La « chasse aux Italiens » de Marseille en 1881
Pendant trois jours, en juin 1881, des violences xénophobes dirigées contre les immigrés italiens vont enflammer la ville de Marseille, faisant trois morts et vingt-trois blessés.
En ce mois de juin 1881, un événement fait la une de tous les journaux : la soudaine poussée de violence anti-italienne qui, pendant trois jours, a embrasé Marseille. Comment un tel déchaînement xénophobe a-t-il pu survenir ? Pour le comprendre, il faut plonger dans l'histoire de la ville et dans celle des relations entre les deux « sœurs latines », la France et l'Italie, en cette fin de XIXe siècle.

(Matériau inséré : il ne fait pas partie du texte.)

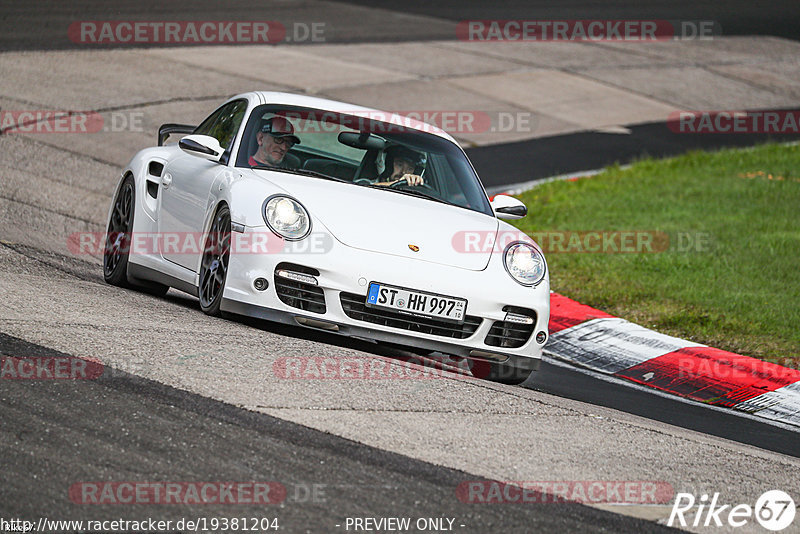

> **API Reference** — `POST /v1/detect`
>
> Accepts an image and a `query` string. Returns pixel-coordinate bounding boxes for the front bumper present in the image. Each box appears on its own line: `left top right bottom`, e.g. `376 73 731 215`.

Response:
221 228 550 370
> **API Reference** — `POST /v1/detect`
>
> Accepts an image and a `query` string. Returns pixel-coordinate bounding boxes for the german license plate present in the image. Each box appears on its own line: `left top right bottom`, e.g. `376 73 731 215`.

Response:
366 282 467 323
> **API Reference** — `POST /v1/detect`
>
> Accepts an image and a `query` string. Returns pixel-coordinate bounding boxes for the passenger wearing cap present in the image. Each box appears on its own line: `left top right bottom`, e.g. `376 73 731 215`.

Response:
248 116 300 169
372 145 425 186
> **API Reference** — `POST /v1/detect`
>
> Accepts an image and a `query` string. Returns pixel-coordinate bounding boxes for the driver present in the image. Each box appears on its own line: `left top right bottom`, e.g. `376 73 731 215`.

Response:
372 145 425 186
248 116 300 169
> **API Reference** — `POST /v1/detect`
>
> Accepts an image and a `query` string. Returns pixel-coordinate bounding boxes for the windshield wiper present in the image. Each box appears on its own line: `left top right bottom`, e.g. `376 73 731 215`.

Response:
367 184 456 208
250 165 352 183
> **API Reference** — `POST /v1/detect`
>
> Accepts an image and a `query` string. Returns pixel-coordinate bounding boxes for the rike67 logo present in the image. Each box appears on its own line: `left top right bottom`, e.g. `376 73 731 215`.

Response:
667 490 797 532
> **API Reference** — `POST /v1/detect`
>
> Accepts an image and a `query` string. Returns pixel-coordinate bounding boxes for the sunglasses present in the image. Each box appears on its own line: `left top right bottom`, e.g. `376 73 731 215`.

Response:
272 135 294 148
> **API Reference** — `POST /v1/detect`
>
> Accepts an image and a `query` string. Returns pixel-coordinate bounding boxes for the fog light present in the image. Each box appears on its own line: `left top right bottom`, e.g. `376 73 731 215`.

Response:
275 269 319 286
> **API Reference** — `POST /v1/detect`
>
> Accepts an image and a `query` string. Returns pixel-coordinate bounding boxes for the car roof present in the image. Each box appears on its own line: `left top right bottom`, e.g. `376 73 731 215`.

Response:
229 91 458 144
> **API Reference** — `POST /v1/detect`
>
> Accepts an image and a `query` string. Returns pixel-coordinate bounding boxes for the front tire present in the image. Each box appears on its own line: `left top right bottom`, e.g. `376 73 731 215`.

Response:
197 205 231 315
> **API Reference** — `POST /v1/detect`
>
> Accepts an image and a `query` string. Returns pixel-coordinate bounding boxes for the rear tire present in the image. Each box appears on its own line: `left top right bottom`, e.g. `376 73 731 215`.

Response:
103 178 169 297
197 205 231 316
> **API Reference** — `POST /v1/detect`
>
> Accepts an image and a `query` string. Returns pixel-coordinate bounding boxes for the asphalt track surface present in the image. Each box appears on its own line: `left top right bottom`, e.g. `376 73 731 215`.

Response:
0 0 800 50
338 0 800 39
0 2 800 532
0 334 671 533
466 122 800 191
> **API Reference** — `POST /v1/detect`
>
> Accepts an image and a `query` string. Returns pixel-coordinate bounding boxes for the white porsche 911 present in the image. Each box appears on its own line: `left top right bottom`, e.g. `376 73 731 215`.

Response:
103 92 550 383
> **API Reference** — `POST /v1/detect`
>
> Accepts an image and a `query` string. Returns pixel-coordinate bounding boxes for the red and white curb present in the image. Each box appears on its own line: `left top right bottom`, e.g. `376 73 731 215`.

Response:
544 293 800 426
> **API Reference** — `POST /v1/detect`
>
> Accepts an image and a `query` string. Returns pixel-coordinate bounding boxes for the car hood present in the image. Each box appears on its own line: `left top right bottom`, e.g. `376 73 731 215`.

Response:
254 170 498 271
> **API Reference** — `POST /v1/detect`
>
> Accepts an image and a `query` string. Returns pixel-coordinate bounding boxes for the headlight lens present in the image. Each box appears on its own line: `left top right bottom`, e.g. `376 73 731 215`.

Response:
264 195 311 241
503 242 547 286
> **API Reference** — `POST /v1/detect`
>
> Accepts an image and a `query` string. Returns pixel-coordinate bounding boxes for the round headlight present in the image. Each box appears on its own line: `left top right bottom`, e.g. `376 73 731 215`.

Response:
264 195 311 241
503 242 547 286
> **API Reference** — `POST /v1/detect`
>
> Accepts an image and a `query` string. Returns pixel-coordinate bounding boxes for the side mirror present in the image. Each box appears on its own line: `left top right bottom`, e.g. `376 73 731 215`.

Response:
178 135 225 162
492 195 528 219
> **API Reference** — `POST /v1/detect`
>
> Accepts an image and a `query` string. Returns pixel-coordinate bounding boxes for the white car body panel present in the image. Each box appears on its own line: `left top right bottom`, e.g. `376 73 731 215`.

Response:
109 92 550 376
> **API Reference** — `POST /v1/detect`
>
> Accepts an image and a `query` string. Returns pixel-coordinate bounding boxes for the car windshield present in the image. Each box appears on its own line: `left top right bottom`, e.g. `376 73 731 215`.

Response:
236 105 493 215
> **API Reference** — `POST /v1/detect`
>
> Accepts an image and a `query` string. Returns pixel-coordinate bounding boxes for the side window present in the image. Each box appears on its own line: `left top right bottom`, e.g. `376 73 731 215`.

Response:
194 100 247 150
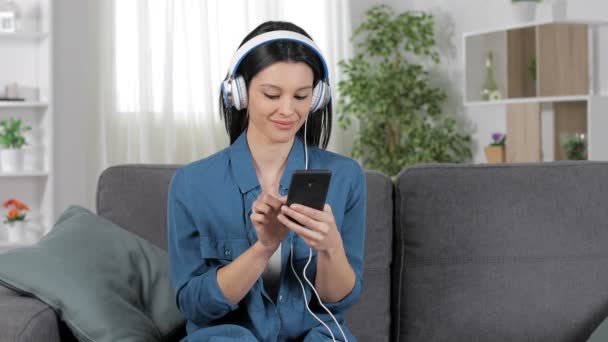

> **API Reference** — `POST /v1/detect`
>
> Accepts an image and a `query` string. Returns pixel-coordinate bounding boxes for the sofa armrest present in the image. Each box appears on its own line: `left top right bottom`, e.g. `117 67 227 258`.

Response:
0 285 61 342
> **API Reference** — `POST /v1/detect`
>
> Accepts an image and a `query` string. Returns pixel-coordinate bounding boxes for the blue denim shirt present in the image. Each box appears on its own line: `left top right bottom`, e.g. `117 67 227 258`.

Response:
167 131 366 341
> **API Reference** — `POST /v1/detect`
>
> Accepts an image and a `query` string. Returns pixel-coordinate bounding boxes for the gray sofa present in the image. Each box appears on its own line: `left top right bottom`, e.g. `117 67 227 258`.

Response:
0 162 608 342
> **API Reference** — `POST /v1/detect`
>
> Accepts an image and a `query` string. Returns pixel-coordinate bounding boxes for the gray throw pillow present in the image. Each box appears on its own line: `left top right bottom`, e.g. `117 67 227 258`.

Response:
0 206 184 341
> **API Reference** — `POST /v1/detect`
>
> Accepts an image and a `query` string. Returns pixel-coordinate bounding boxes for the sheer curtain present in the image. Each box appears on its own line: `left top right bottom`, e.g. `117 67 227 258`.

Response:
99 0 352 170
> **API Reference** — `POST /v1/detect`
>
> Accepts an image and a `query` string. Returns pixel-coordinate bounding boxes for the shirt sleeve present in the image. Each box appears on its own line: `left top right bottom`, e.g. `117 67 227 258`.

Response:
323 163 367 314
167 169 238 325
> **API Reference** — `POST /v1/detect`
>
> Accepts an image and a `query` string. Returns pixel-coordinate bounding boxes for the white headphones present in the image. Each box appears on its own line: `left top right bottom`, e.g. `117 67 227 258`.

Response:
221 31 331 113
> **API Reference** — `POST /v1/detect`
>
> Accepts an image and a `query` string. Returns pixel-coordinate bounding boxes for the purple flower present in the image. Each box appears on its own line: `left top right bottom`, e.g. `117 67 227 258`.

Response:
492 132 506 146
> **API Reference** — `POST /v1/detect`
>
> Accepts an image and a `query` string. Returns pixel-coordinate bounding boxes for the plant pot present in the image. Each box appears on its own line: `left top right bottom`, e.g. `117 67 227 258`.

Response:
0 148 23 172
4 221 25 242
511 1 537 23
484 145 506 163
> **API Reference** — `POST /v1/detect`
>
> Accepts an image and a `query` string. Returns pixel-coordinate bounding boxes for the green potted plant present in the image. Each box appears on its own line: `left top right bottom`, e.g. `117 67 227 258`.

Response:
561 133 587 160
337 5 472 176
0 118 32 172
2 198 30 242
484 132 507 163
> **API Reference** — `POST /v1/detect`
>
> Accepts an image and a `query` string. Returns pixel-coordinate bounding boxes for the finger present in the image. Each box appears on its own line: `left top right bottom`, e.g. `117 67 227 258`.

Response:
262 194 283 210
251 201 271 215
300 236 319 249
289 203 334 222
281 205 320 230
249 214 270 225
277 213 322 242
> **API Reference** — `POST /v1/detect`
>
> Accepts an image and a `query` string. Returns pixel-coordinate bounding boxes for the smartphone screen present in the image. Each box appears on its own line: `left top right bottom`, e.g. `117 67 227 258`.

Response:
287 170 331 210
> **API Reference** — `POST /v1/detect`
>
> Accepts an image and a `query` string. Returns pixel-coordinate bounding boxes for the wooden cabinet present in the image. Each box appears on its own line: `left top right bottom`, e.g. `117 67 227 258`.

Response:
463 21 608 162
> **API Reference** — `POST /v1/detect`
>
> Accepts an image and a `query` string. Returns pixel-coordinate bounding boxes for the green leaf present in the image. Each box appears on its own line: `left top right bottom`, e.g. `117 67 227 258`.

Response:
337 5 472 177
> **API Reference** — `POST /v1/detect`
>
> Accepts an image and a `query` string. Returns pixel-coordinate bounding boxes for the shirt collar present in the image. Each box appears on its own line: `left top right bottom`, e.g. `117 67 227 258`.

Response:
229 129 305 193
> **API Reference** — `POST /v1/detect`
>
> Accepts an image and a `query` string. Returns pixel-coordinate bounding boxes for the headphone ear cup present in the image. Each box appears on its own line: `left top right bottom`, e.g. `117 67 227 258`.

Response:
310 80 331 113
232 75 247 110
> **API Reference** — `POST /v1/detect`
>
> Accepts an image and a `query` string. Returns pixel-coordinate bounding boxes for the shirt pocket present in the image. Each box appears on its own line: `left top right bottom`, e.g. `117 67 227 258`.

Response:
200 238 250 261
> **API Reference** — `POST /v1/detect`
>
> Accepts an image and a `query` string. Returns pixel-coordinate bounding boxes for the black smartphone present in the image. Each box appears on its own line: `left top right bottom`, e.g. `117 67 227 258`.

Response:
287 170 331 210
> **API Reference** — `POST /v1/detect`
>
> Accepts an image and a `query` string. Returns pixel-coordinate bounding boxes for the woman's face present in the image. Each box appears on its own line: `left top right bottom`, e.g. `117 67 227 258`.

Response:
247 62 313 143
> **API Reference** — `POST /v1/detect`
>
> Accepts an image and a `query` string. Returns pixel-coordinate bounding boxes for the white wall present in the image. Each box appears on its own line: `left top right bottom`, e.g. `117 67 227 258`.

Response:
351 0 608 163
53 0 608 219
53 0 99 218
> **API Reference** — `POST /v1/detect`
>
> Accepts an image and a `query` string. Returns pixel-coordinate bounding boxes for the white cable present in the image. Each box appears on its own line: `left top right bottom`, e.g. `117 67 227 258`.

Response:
304 119 310 170
291 120 348 342
290 239 342 342
302 247 348 342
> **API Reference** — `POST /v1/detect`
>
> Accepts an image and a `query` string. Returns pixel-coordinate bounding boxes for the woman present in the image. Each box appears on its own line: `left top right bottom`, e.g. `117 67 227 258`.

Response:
168 22 366 341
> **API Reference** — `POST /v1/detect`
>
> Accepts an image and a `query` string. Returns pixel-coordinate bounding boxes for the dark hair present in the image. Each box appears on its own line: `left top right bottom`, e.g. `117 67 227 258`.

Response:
219 21 332 149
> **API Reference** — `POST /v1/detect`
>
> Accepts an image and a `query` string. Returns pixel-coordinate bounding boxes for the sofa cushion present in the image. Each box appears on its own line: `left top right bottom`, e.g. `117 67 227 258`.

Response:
0 285 61 342
346 171 393 342
97 164 179 251
97 164 393 341
0 206 184 341
394 162 608 341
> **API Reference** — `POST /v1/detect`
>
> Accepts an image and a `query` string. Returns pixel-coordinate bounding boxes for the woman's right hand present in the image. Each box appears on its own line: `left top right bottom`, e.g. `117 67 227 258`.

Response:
249 192 289 251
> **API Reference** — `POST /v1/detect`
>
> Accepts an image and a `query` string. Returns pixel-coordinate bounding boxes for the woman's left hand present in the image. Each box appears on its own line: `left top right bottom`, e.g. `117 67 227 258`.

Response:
277 203 343 254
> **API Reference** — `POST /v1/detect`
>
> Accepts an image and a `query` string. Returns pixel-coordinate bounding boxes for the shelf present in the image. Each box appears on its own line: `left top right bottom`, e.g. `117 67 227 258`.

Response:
0 32 49 41
464 95 590 107
0 101 49 108
463 19 608 38
0 171 49 178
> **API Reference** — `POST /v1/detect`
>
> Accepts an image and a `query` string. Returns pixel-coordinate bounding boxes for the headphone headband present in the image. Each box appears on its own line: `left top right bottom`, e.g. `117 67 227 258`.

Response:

A l'époque, une importante communauté italienne vit à Marseille. Sur 360 000 habitants, 57 900 sont Italiens, soit 16% de la population phocéenne. Ce sont dans leur écrasante majorité des ouvriers, souvent journaliers, venus chercher en France un travail qu'ils ne trouvent pas dans leur pays, où la situation économique est difficile.
Souvent très pauvres, ils ne sont pas toujours bien perçus par la population locale, qui voit parfois en eux des rivaux dans la lutte pour l'emploi. La présence pourtant très minoritaire, parmi ces immigrés, d'anarchistes et d'individus en délicatesse avec la justice italienne, n'améliore pas leur réputation.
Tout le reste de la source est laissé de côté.